Oracle, Hewlett-Packard, Elon Musk and college football.
It sounds like the topic for an ESPN marketing meeting, but it’s the California-to-Texas shift. Just as the operations of major tech companies are moving to Texas, college football is following, at least temporarily, with a College Football Playoff semifinal moving from Pasadena, California, to Arlington, Texas.
The Rose Bowl announced Saturday that the Jan. 1 game will be moved to AT&T Stadium because of the growing number of COVID-19 cases in Southern California and the ability for players’ and coaches’ families to attend the game in the Dallas-area suburb of Arlington. In-person attendance has been banned by state restrictions in California since March, and Rose Bowl exemption requests for 400 to 500 spectators were denied by the state twice.
It will be the first time the game will not be played at the Rose Bowl since 1942, after the Pearl Harbor attack.
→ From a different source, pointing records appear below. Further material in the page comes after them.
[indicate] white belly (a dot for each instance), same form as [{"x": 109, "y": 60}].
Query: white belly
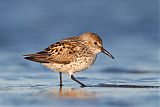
[{"x": 77, "y": 65}]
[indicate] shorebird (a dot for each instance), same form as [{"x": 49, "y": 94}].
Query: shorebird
[{"x": 71, "y": 55}]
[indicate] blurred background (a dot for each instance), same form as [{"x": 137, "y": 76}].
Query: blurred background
[
  {"x": 130, "y": 32},
  {"x": 129, "y": 28}
]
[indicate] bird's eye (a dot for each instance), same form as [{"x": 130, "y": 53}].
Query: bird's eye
[{"x": 95, "y": 43}]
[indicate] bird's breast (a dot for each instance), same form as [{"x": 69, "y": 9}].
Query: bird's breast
[{"x": 78, "y": 64}]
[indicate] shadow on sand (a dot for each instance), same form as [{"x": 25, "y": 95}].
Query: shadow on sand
[{"x": 123, "y": 86}]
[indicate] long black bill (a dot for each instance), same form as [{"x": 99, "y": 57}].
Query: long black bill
[{"x": 107, "y": 53}]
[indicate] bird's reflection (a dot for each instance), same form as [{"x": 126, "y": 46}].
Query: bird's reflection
[{"x": 78, "y": 93}]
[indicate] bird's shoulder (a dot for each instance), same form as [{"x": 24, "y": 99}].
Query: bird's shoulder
[{"x": 62, "y": 52}]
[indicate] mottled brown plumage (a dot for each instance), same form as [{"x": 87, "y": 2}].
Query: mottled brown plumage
[{"x": 71, "y": 55}]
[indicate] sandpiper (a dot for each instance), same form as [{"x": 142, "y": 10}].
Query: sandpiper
[{"x": 71, "y": 55}]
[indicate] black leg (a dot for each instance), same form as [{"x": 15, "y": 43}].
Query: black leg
[
  {"x": 60, "y": 74},
  {"x": 73, "y": 78}
]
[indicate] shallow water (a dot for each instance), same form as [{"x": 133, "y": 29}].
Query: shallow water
[{"x": 129, "y": 30}]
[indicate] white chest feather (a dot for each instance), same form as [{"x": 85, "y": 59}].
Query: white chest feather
[{"x": 75, "y": 66}]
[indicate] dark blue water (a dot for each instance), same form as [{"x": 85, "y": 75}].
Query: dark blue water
[{"x": 129, "y": 30}]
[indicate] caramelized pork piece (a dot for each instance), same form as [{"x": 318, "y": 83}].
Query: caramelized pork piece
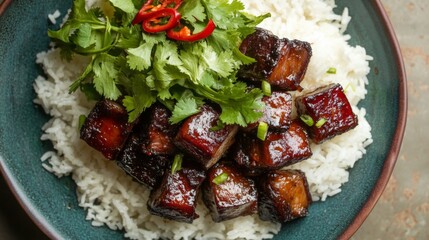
[
  {"x": 277, "y": 111},
  {"x": 228, "y": 193},
  {"x": 292, "y": 65},
  {"x": 278, "y": 150},
  {"x": 282, "y": 62},
  {"x": 197, "y": 138},
  {"x": 330, "y": 111},
  {"x": 265, "y": 48},
  {"x": 176, "y": 197},
  {"x": 146, "y": 169},
  {"x": 159, "y": 139},
  {"x": 283, "y": 196},
  {"x": 106, "y": 128}
]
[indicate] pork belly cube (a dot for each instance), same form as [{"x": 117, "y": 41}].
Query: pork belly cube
[
  {"x": 279, "y": 149},
  {"x": 283, "y": 196},
  {"x": 146, "y": 169},
  {"x": 265, "y": 48},
  {"x": 292, "y": 65},
  {"x": 197, "y": 138},
  {"x": 277, "y": 111},
  {"x": 330, "y": 111},
  {"x": 160, "y": 133},
  {"x": 233, "y": 196},
  {"x": 106, "y": 128},
  {"x": 282, "y": 62},
  {"x": 176, "y": 197}
]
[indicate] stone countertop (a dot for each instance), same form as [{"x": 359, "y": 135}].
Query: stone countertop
[{"x": 403, "y": 210}]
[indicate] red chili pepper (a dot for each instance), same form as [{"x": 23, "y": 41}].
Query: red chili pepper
[
  {"x": 148, "y": 10},
  {"x": 184, "y": 34},
  {"x": 156, "y": 22}
]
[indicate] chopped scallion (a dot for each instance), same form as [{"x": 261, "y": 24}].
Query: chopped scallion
[
  {"x": 177, "y": 163},
  {"x": 219, "y": 126},
  {"x": 266, "y": 88},
  {"x": 262, "y": 131},
  {"x": 320, "y": 122},
  {"x": 332, "y": 70},
  {"x": 221, "y": 178},
  {"x": 307, "y": 120},
  {"x": 82, "y": 119}
]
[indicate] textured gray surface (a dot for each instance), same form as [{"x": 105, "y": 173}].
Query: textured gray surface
[{"x": 403, "y": 210}]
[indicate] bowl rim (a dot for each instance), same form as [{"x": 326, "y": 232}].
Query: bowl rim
[
  {"x": 378, "y": 189},
  {"x": 391, "y": 158}
]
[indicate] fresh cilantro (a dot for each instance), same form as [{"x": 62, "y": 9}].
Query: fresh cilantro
[{"x": 139, "y": 68}]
“We know that the decision was not an easy one to make,” Tournament of Roses CEO and Executive Director David Eads said in a statement. “While we remain confident that a game could have been played at the Rose Bowl Stadium, as evident in the other collegiate and professional games taking place in the region, the projection of COVID-19 cases in the region has continued on an upward trend.”
Just days ago, Notre Dame coach Brian Kelly threatened to boycott the game if Fighting Irish families could not attend. Then Notre Dame got trounced by Clemson in the ACC Championship.
There have been 278,671 new coronavirus cases in the past week, according to the Centers for Disease Control and Prevention.
“We are very grateful to Rose Bowl officials and the City of Pasadena,” CFP executive director Bill Hancock said in a statement. “They have worked hard to listen to the concerns of the CFP, the teams that might have played there, and their state and government officials.”
It is unclear if the game will keep its mouthful licensing name: CFP Semifinal at the Rose Bowl Game presented by Capital One.